Ronald Blythe recalls waking up in France, on Ascension Day

MY TRIPLE calendar comes into use, although I hope not into repetition. It consists of the lectionary, my diary, and my dreams. A kind of knitting together of the days. Thus, on the Ascension, I was young and in Vézelay, but getting on a bit in Wormingford, and in my imagination once again in Dedham Church, staring up at John Constable's gloriously ascending Jesus, which is skied above the north door.

The model was most likely a farm labourer from the Suffolk-Essex border, whom Constable hadhelped to get a job as doorman at the Royal Academy. Soon, the doorman became a model for the students. He had fought with Wellington, and then, like so many soldiers at that time, would have been left destitute, had not Constable rescued him.

These homeless, hungry men appear in Dorothy Wordsworth's Journals. This one, because of his beauty, became the Christ of the Ascension.

I vaguely recall having the restof the day off after the Ascension service. But what I vividly remember was waking up in Vézelay all unsuspectingly to a kind of Ascension riot in the street below. Such shouts, such songs, such clamorous bells! Vézelay was the Burgundian hilltop church where St Bernard notoriously preached the Crusades.

We had arrived there in the dark, so that I was amazed when the shutters were opened wide the next morning to reveal a swallow-soaring heaven and a sacred uproar below. L'Ascension! Youthful, laughing priests-to-be lifted their skirts as waiters-to-be watered the flagstones. And there was this urgent calling to prayer from the gold and grey basilica; for, as Mrs Alexander rightly said: "And ever on our earthly path A gleam of glory lies."

There is no denying this. Today, as I get started, it takes the shape of a hungry white cat. "There is no reason to look so glorious," I say. She has been locked in the larder all night, for some errant reason. The larder was a Victorian pantry, and has a scrubbed brick floor, and a window which squints on to the valley, and enough jam for an orphanage. And wine, maybe, from the slopes of Vézelay. For every-thing moves on - feasts and songs, recipes and cats.
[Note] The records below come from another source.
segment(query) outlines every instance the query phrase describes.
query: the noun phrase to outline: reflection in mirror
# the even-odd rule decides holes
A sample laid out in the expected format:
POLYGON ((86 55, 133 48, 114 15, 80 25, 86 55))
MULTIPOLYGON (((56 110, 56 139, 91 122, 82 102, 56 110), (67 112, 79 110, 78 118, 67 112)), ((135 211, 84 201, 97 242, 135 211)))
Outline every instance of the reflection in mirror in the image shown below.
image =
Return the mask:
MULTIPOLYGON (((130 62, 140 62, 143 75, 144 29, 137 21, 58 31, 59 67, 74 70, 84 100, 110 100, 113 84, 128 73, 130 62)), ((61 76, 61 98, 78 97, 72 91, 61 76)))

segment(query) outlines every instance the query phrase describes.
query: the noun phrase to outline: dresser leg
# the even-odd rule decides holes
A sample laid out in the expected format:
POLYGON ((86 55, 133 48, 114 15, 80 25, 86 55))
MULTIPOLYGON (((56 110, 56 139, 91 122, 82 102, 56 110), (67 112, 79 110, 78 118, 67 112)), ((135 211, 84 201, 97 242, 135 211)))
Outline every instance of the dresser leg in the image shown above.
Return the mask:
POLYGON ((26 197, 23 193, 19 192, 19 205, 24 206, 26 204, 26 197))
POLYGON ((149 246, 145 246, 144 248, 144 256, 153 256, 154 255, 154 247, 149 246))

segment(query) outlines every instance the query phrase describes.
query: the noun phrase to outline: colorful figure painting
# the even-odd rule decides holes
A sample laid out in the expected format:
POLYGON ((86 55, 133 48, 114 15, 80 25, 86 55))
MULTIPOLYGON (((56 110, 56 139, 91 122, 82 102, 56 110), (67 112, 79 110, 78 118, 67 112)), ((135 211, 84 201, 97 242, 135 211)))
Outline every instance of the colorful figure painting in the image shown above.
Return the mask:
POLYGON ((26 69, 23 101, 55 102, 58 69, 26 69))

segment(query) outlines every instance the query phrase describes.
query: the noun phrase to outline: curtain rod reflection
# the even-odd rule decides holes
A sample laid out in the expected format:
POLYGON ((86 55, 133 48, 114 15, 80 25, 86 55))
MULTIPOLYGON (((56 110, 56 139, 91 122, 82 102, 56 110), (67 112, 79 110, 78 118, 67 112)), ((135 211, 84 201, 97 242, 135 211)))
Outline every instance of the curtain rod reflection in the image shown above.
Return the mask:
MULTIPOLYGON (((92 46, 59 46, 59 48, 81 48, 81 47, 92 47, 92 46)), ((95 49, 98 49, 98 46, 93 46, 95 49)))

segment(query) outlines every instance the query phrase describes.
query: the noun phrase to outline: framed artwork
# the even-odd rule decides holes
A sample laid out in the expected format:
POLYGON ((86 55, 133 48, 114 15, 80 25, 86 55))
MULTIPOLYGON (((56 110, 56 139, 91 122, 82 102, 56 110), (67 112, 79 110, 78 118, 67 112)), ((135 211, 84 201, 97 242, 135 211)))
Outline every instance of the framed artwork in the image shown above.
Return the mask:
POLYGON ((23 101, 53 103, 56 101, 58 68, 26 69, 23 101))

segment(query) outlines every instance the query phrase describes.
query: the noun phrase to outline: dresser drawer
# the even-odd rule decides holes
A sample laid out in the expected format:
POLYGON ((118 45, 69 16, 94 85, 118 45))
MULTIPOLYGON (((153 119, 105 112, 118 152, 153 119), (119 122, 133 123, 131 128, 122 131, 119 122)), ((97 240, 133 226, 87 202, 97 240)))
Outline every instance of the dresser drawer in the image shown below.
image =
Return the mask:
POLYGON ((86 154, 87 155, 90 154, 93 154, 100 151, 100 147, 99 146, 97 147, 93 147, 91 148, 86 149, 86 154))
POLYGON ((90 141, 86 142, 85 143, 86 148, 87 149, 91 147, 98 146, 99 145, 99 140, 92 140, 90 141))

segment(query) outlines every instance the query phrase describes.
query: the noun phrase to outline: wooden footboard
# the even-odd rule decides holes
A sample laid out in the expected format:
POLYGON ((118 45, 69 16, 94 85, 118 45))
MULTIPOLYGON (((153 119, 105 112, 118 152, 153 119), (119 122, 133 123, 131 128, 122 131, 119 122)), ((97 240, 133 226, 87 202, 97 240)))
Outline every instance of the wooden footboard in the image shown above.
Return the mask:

I preach on the Ascension at another hilltop church, St Mary's, Stoke by Nayland. Constable wreathed it in a rainbow, a sign of harmony, when he painted it during the agricultural riots. Its south doors are thrillingly "ascensional", in this instance with silver-grey angels in perpetual movement towards God on high.

They crossed my mind as I ascended the pulpit. Godfathers ascend the font here, and make vows on dizzy little platforms: young men, on the whole, who may not have to cling to the font.

A "cloud of unknowing" took Christ from our earthly sight. When a woman asked Dr Johnson why he had got something wrong in his dictionary, he replied: "Pure ignorance, madam." But unknowing is not ignorance, but something contemplative. An unknown medieval author wrote an entire book about it.

He/she said: "All rational beings, angels and men, possess two faculties, the power of knowing, and the power of loving. To the first, to the intellect, God is for ever unknowable; but to the second, to love, he is completely knowable, and that by every separate individual. This is the everlasting miracle of love."